We talk about the decisions we make when it comes to spending on things we need and things we want.
And more than anything we do our best to connect labor and earning with the financial decisions we make.
What she can earn money for doing is different from what she and her sisters are expected to do around the house. They have obligations, just as my wife and I do, to do things around the house – feeding dogs and picking up after them, putting their clothes away, cleaning their room, etc. They don’t get paid to do that.

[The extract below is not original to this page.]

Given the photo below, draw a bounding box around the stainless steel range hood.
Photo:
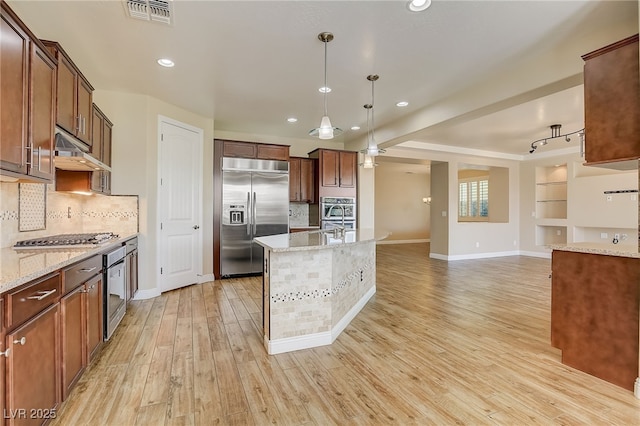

Their allowance – $1 for each year, so the 7-year-old gets $7 a week – is meant to teach them how to save, spend and be charitable with their money. This wasn’t my idea. This came directly from my friend Ron Lieber and his excellent kids and money book, The Opposite of Spoiled. I also got help from Susan Beacham, who created The Money Savvy Pig, a super-visual way to divide up the money you get into different uses.
But earning money, that was the spark that went off this weekend.
What drove it? A doll she wanted that we weren’t going to buy.
But once she started earning, she didn’t want to stop.
After making her own bed – no money for that – she made our bed, smoothing out the duvet and putting all the pillows in order. She earned $3.
She washed a bunch of water bottles that I didn’t want to wash and earned $2.
She negotiated with her middle sister to make her bed and now that sister is paying her $6 of her own money for the week.
She even cleaned up the doll room, which was a true mess that we had ignored by closing the door. That earned her $10. (Now, technically she should have done the last one for free as part of being a member of the family, but none of us wanted to do it and we’d all let it get a bit out of hand.)
What did she learn? She learned the connection between working and earning, for sure. But she also learned to negotiate and stand her ground. If the price wasn’t right, she held out until we came up. She also learned the opposite: that sometimes people talk you down, as when she asked for $20 to make our bed!
Best of all for me: she was self-motivated. We weren’t giving her tasks to do; she was finding them and coming to use with her offer.
How do you talk to your kids about earning money?